Originally Posted by richarda123
Prostate removed with no extensions, margins, or visicule involvement: however 1 of 22 lymph nodes had "microscopic involvement": so I guess that trumps the previous good news? I noticed a lot of post RP PSA's here were .02, which I was hoping for but when it came back .1 I thought that seemed bad. I went to the nursing area and she referred me to the lab and she called someone and after a period of time I was told that .1 was the lowest sensitivity of the lab. The nurse and lab assistant said they just didn't know. I've looked at the PSA report and there is no mention of sensitivity, just PSA .1. Could .1 = 0 for this lab? My surgery hospital said .1 could be OK if the hospital sensitivity was .1: his hospital PSA sensitivity is .05. So, I guess a super sensitive PSA would certainly tell a much more thorough result? I guess I'm still not knowing where I "am".
I know that lymph node result is not as good as you hoped, but it could have been a lot worse. I started a thread about node positive PC on 2/4/2008 at 12:17 PM that should have some helpful and encouraging information.
You could insist on being tested with an ultrasensitive PSA test with a sensitivity down to <0.01. That would give you a good idea of where you stand.
You asked: "Could .1 = 0 for this lab? My surgery hospital said .1 could be OK if the hospital sensitivity was .1: his hospital PSA sensitivity is .05." No; .1 as a lower limit simply means that the true result is somewhere between .1 and true zero, and that tells you very little about the possibility of recurrence. It does show that you haven't passed the generally accepted recurrence threshold of .2 immediately after surgery, which is of course a good thing.
As for .1 being okay if the hospital's usual sensitivity limit is .1, no again.
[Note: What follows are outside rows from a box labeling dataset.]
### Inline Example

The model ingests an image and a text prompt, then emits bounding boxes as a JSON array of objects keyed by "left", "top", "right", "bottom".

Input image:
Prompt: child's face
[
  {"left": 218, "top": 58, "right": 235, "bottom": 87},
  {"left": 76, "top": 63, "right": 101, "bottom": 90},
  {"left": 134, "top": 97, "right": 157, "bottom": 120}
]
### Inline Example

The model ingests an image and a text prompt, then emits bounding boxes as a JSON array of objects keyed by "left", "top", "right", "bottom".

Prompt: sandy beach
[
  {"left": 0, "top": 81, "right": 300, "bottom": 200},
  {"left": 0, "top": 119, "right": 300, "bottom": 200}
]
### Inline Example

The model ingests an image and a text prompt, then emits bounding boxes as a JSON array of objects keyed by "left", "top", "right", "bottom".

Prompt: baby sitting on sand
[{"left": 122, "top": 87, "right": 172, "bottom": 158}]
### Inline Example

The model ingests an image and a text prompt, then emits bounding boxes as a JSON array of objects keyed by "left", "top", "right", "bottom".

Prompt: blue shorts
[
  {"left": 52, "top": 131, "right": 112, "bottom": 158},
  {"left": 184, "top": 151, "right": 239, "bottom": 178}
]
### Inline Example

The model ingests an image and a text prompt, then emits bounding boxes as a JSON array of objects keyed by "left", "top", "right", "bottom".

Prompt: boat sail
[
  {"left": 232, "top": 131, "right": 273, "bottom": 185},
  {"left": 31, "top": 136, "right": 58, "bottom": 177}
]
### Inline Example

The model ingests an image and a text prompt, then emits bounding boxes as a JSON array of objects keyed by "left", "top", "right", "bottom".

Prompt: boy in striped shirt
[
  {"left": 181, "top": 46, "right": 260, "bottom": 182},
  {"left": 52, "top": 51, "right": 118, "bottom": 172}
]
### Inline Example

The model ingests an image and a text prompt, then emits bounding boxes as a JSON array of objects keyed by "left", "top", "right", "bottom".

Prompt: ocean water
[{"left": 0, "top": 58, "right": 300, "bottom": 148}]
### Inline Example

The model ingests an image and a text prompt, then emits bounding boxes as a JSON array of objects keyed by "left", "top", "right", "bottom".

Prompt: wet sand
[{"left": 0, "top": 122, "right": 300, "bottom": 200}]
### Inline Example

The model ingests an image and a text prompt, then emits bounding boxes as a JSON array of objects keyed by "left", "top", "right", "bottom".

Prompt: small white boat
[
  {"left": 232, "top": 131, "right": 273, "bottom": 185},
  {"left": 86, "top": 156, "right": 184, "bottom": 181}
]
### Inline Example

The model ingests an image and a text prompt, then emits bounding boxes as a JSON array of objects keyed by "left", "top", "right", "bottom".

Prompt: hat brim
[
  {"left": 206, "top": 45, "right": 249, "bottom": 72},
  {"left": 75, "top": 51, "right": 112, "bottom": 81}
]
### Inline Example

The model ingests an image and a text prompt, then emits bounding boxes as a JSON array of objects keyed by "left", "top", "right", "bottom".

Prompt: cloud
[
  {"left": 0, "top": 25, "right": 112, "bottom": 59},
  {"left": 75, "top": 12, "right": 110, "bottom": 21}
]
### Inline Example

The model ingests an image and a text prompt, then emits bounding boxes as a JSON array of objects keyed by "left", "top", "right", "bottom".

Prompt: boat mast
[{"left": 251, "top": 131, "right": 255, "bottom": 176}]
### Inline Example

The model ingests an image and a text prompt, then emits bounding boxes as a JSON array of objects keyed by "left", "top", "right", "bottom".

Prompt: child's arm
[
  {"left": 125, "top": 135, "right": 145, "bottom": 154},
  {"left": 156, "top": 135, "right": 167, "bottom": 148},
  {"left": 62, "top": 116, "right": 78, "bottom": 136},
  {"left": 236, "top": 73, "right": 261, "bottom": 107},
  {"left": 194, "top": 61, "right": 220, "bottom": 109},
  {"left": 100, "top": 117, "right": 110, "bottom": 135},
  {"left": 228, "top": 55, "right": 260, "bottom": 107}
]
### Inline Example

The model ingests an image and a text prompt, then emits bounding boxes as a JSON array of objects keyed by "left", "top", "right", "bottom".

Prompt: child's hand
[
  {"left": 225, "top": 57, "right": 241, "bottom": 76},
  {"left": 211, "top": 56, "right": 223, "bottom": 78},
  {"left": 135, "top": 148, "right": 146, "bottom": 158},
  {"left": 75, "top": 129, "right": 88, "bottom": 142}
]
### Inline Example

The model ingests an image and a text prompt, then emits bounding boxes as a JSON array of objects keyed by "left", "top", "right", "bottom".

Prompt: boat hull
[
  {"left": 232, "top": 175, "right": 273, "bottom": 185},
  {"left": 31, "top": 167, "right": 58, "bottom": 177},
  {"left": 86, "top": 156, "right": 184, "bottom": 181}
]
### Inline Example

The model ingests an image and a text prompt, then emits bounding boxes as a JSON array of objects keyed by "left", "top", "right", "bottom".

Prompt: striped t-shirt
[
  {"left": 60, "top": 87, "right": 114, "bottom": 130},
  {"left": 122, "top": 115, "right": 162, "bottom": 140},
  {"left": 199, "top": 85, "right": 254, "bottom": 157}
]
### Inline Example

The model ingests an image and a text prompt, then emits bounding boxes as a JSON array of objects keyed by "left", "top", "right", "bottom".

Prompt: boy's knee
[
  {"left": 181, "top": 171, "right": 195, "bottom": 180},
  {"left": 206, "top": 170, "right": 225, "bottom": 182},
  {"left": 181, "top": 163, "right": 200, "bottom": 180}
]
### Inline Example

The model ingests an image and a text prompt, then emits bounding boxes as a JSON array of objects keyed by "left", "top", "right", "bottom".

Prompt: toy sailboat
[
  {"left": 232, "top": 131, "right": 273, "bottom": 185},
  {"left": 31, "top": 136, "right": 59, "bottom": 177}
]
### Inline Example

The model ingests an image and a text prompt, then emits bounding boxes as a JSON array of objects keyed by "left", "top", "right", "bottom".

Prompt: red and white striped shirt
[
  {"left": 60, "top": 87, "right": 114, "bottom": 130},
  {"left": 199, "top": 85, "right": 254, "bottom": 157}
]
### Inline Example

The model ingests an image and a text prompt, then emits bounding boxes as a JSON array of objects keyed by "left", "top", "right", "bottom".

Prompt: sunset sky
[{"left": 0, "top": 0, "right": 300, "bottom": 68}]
It simply means that the hospital has not recognized that modern PSA testing is now capable of providing far more information than a conventional PSA test will yield after surgery. To me it indicates the hopital is not very aware of modern prostate cancer therapy and monitoring; that's a strong sign to look elsewhere, though the hospital is probably fine for taking blood for testing.
Personally, I'm not fond of a .05 ultrasensitive limit either because research has now clarified what the odds of recurrence are for the values below .05 all the way down to <0.01, and the differences recurrence odds for the different values are substantial. But .05 is certainly far better than .1. I know that the Immulite Third Generation PSA test is capable of routine clinical readings with reliability down to <0.01. For me, my sample must be shipped frozen out of state, which adds extra days, but the detail is worth it.
It will probably take some work to arrange such an ultrasensitive test when you are working with people not used to using the test. It took me at least three false starts, as I recall it. At first, my oncologist ordered the test by name but did not specify the code, and the technician messed up. Later the code was specified too, but the sample wasn't sent properly by the technician. Another time the code was right but the technician, not used to handling ultrasensitive tests (and not speaking English well), overlooked the code and simply had a conventional PSA test run. After that, for a while I discussed the test details with each technician every time, and I talked with supervisors when a technician's English was shaky.
Did you have your PSA done locally or in Chicago? I'm guessing it was locally. You could call your surgeon's office in Chicago and get their advice.
I also hate to bring up an idea that you, as a resident in the heart of the dairy state, will probably find heretical, but it could help you beat prostate cancer. The idea is to implement a lifestyle approach to the disease. Unfortunately, that involves eliminating dairy food, including cheese, to the extent you can, and also cutting out red meat (including pork). I started a thread about that on 3/6/2008 at 1:39 PM, "Nutrition & lifestyle tactics."
It's possible that vitamin D3, pomegranate juice or extract tablets, and the other lifestyle tactics will be enough to counter any remaining prostate cancer, which you can track with ultrasensitive testing. However, research shows that follow-up radiation or hormonal therapy are better when started soon after surgery, with radiation started after the body has recovered from the surgery. My layman's thinking is that you are probably okay in delaying follow-up therapy as long as ultrasensitive testing indicates very low values that don't rise appreciably, but I say that just on my hunch and with no authority or even knowledge of research to back it up.
Also, some of the lifestyle tactics, particularly use of antioxidants like vitamin E and selenium, should be held in suspense during radiation. (That's because radiation works by creating free radicals that destroy the cancer cells, and antioxidants reduce free radical production.)